The NGOs who led this battle to victory are still trying to cover the costs of the legal action. You can contribute to their crowdfunding campaign to help pay their legal fees here: palp.pt/crowdfunding.
The proposed drill-site, off the West coast of the Algarve, sits just outside an area which is protected under both the Birds and Habitats Directives, and is proposed to become a Marine Protected Area under the Marine Strategy Framework Directive.
The area is important for migratory cetaceans such as Minke Whales (Balaenoptera acutorostrata) and Fin Whales (Balaenoptera physalus) who use it in their journeys between the North Atlantic and Mediterranean. It also hosts Harbour Porpoises (Phocoena phocoena) and Bottlenose Dolphins (Tursiops truncatus) – species whose echolocation would be seriously impacted by the noise this work would create.

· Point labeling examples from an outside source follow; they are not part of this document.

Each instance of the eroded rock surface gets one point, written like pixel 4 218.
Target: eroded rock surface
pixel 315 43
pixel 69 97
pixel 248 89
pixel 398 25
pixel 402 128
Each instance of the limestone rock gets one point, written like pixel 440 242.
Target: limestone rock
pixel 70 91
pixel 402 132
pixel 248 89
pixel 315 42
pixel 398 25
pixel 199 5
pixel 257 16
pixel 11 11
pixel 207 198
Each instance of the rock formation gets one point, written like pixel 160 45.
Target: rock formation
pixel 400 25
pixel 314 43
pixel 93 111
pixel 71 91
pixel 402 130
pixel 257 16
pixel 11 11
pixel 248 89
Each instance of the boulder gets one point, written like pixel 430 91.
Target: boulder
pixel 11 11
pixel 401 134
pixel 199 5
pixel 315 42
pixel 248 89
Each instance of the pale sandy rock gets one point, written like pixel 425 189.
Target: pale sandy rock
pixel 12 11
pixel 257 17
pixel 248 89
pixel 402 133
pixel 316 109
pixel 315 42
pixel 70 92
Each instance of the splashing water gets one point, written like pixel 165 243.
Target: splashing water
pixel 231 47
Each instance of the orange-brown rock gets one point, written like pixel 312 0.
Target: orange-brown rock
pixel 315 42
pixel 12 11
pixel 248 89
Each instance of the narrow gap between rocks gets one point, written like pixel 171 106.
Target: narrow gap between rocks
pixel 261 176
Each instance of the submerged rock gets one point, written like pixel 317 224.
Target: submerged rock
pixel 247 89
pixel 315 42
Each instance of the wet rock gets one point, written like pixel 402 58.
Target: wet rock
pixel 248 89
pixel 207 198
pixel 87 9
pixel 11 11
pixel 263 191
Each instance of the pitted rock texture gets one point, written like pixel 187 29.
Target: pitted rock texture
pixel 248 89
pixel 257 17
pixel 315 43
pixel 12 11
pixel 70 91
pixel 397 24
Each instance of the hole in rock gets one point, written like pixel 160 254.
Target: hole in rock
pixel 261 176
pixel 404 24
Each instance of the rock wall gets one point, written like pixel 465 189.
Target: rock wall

Drilling for oil and gas in the region would also pose risks for the migratory seabirds that use the area as a flyway, such as the threatened Balearic Shearwater (Puffinus mauretanicus) and the Northern Gannet (Morus bassanus).
The day-to-day operations at a drill site – not to mention the serious destruction that could be created by potential oil leaks or spills – would pose serious threats to the diversity of life in this area, from the reefs near the shore to the deep sea habitats of an underwater canyon. Vulnerable species such as the Killer Whale (Orcinus orca), Basking Shark (Cetorhinus maximus), Atlantic Bluefin Tuna (Thunnus thynnus), Loggerhead Turtle (Caretta caretta), and Red Coral (Corallium rubrum) could be at risk.